Audrey Kupferberg: Blinded By The Light | WAMC

Audrey Kupferberg: Blinded By The Light

May 13, 2020

With so many folks staying at home these days, families are planning weekly movie nights.  They are searching for films that appeal to all ages and spark lively conversation after viewing.  One such film is Blinded by the Light, a 2019 release, the story of a teen-aged Pakistani-British teenager in 1987 who becomes obsessed with the works of Bruce Springsteen.

Blinded by the Light is based on the true-life story of journalist Sarfraz Manzoor.  The film is written and directed by Gurinder Chadha, who is best known for the very popular film, Bend It Like Beckham.  And it is hard to believe that almost twenty years have passed since that film hit the big screen!

Both Bend It Like Beckham and Blinded by the Light follow the plights of Asian teens from immigrant families who live in Britain, have adapted to British manners and customs, but have to deal with strict, strong-minded parents who have not relaxed or adjusted their traditions to accommodate the ways of their new homeland.  In Bend It Like Beckham, the family is orthodox Sikh.  In Blinded by the Light, the family is Pakistani Muslim. 

Viveik Kalra plays Javed, a likeable lad from Luton, Bedfordshire, in southeast England.  He is what most viewers would call a good kid.  But his lifestyle, although quite wholesome, does not fit the standards set by his father.  The basic dilemma is the same as in Bend It Like Beckham – a dilemma that occurs whenever immigrant people settle into new countries, new communities.  It’s a dramatic storyline that playwright Samson Raphaelson brought to life with The Jazz Singer in the 1920s – only then the traditionalists were Orthodox Jewish immigrants and the locale was New York City.

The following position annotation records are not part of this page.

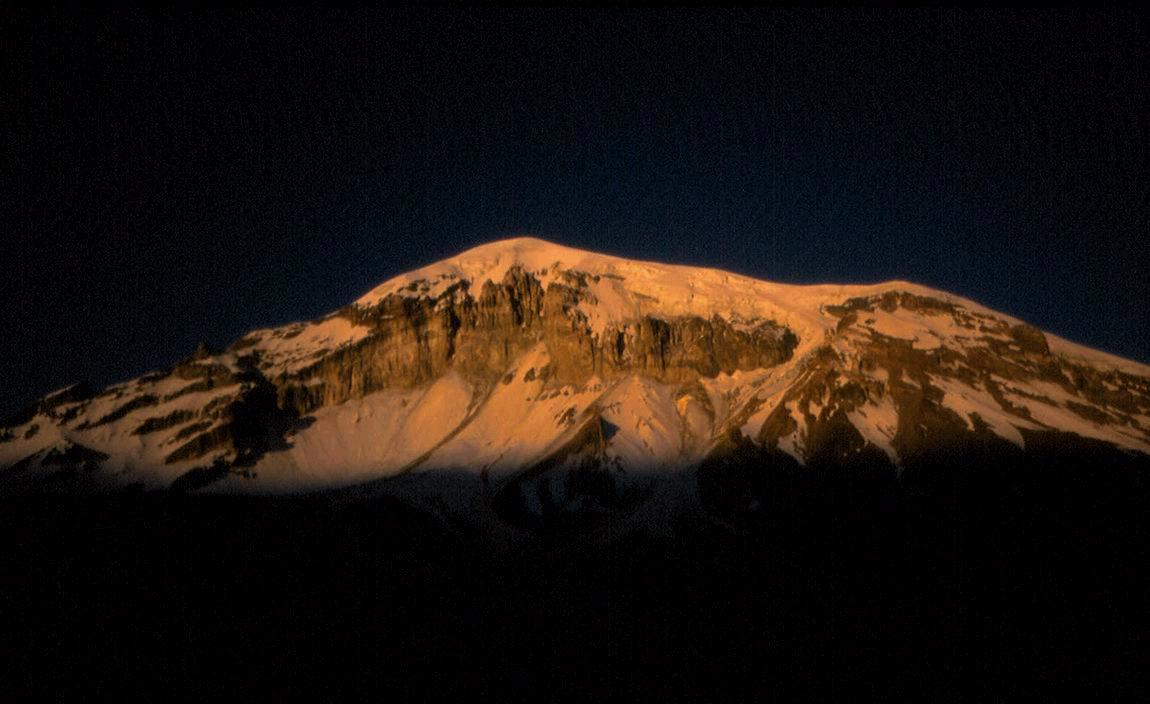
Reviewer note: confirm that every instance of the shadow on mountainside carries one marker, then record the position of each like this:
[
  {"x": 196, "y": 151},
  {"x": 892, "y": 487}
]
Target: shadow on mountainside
[{"x": 960, "y": 580}]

Javed wants to be a writer.  His bedroom is filled with stacks of poems that he has composed. His father, who becomes unemployed after sixteen years with a corporate giant, believes that schooling is for one reason – to get a well-paying job.  When Javed learns about the life and works of Bruce Stringsteen, he becomes obsessed with the performer – his life and his lyrics.  As a result, Javed causes his father even more displeasure.  His father really is a piece of work; as Javed enters his school, he shouts to his son so that all can hear:  “Stay away from the girls and follow the Jews (who he believes are on top academically).”

The conflicts within the plot do not stop with a family feud.  The town of Luton has skinheads who taunt Pakistanis.  Still, the film doesn’t limit itself to being a drama about prejudice and family disfunction.  There even are musical scenes that recall John Travolta in Grease.  Another sequence takes us to a secret daytime rave with Asian teens hiding out from their parents to shed their school uniforms and don spangled costumes and cavort under the colored lights of a covert dancehall. 

Throughout this movie are moments of high-minded goals for teens.  In fact, the film demonstrates ideals for all of us to follow.  At the start is the Springsteen quote: “Talk about a dream. Try to make it real.” 

The film offers good values.  At several points, the important work of a fine and caring teacher is noted.  Also stressed is the vital work of writers and the fact that they can change the world.

Blinded by the Light isn’t a brilliant film, but the travails of Javed and the ways in which he deals with his problems are noteworthy.  The film is fast-paced and thoroughly entertaining.  Most of all, it is a springboard for family discussion.

Audrey Kupferberg is a film and video archivist and appraiser. She is lecturer emeritus and the former director of Film Studies at the University at Albany and co-authored several entertainment biographies with her husband and creative partner, Rob Edelman.